There’s a comment by somebody famous in the field, who I will confidently assert to be Ursula LeGuin, knowing that Jonathan Vos Post will correct me within nanoseconds if I’m wrong, pointing out what’s wrong, which is really the same as the difference between the inclusive and exclusive definitions of science. The problem with arguing about where to draw the line between science fiction and fantasy is that you end up spending all your time arguing about a handful of books way out in the borderlands, and stop thinking about the vast bulk of the individual categories. In many ways, it’s more productive and illuminating not to argue about the boundary cases, but to think about the common elements shared by the vastly larger number of works in the center of each of the fields.
I think there’s something to be said for that in terms of defining science as well. When I think about the question I tend to use a more operational formulation. My definition of science is a process with four steps: 1) identify an interesting phenomenon in the world, 2) come up with a model of why that thing might be that way, 3) test your model through observation or experiment, and 4) tell everyone you know the results. It’s essentially the same thing Matt’s saying, only with numbered steps (perhaps not surprising, as we’re both physicists). My interest in defining science lies primarily in trying to find the elements that make it the most effective means of producing knowledge ever devised, and the cornerstone of modern civilization
Other people come at this from a much different angle. Their interest is not so much in figuring out what works, but in sweeping away what doesn’t work. There tends to be a political flavor to most of these definitions, as the impulse to go in this direction often comes from specific grievances with various harmful and unscientific approaches and world views. These end up adding a lot more detail to the definition, trying to close off gaps in the boundary through which non-science might approach science, and thus gain some undeserved credibility.
In the end, I think we do need both approaches, because there are people out there who try to claim the status of “science” in bad faith. We need ways to stop them from both abusing that status to harm others, and from reflecting poorly on the mass of people who do good science.
Whenever I watch these arguments, though, I end up being reminded of one of the many very smart things Teresa Nielsen Hayden has said about the moderation of Internet communities (which she does professionally for Boing Boing, and recreationally for Making Light). Paraphrasing a bit, she said that the rules for moderation should be as simple as possible, because the more complicated you make them, the more the system starts to look like a game. And when the system looks like a game, people will try to play it like one, and you’ll spend all your time adding exceptions and closing loopholes.

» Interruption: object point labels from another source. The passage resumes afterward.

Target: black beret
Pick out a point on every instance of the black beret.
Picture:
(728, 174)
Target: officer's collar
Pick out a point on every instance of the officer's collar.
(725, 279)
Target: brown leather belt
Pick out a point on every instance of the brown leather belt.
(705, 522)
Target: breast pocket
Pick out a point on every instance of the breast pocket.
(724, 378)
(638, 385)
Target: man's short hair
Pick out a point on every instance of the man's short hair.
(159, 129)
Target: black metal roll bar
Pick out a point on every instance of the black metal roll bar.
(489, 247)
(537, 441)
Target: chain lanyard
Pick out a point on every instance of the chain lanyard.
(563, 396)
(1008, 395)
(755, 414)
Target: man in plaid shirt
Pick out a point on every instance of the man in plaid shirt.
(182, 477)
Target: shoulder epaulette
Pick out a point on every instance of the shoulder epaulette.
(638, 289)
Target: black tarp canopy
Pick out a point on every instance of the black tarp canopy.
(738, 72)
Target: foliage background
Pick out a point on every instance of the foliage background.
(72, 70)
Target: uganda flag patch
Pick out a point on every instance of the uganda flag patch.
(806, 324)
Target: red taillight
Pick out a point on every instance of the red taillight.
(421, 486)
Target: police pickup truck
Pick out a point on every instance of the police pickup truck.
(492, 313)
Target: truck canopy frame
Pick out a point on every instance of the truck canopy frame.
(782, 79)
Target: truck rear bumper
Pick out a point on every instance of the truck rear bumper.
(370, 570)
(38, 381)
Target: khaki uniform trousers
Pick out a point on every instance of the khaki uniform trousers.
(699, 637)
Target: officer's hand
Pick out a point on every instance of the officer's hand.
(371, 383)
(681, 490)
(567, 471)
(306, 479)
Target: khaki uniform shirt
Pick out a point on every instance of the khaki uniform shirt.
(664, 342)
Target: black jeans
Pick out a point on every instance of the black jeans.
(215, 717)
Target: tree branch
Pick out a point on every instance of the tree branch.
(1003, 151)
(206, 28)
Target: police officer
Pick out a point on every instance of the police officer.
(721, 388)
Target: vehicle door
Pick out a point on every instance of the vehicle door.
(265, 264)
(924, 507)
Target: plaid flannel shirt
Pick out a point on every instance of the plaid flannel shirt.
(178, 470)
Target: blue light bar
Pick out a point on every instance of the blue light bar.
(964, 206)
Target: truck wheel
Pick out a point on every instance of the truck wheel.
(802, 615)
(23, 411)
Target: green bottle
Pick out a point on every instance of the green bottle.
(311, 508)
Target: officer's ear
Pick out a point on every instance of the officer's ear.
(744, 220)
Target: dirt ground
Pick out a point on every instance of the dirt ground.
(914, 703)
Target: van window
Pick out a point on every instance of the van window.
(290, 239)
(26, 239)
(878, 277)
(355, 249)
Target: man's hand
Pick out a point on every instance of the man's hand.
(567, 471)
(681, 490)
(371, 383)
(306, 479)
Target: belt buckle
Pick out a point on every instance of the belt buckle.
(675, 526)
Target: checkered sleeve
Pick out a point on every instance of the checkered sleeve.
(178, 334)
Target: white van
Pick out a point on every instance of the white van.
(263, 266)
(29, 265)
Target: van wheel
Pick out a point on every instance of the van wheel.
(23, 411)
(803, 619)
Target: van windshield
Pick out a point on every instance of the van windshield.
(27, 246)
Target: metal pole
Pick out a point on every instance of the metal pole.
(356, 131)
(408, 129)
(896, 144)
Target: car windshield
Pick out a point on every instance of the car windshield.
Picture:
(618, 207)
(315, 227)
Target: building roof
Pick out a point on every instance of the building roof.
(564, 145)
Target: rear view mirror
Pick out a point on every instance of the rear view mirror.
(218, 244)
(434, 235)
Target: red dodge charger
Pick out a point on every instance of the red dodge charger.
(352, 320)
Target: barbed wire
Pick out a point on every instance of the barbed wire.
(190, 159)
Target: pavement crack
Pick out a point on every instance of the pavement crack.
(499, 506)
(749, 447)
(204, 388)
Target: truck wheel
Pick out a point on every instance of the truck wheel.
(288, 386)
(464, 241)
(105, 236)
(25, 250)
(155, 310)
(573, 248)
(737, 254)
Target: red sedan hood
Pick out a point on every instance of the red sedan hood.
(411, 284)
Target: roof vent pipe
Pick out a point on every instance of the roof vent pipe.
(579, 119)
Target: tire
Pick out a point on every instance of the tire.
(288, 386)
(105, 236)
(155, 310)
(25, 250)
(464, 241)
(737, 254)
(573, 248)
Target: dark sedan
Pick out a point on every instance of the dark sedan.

The arguments that spring up in Matt’s comments have some of the same flavor to me. The whole business of adding qualifiers and finding exceptions, and adding qualifiers to the qualifiers to close out the exceptions, and so ad infinitum just feels like people gaming an increasingly arbitrary system of rules that become more and more divorced from what’s really important. And that way lies madness.
Which, I guess, is why I’m neither a philosopher nor a lawyer.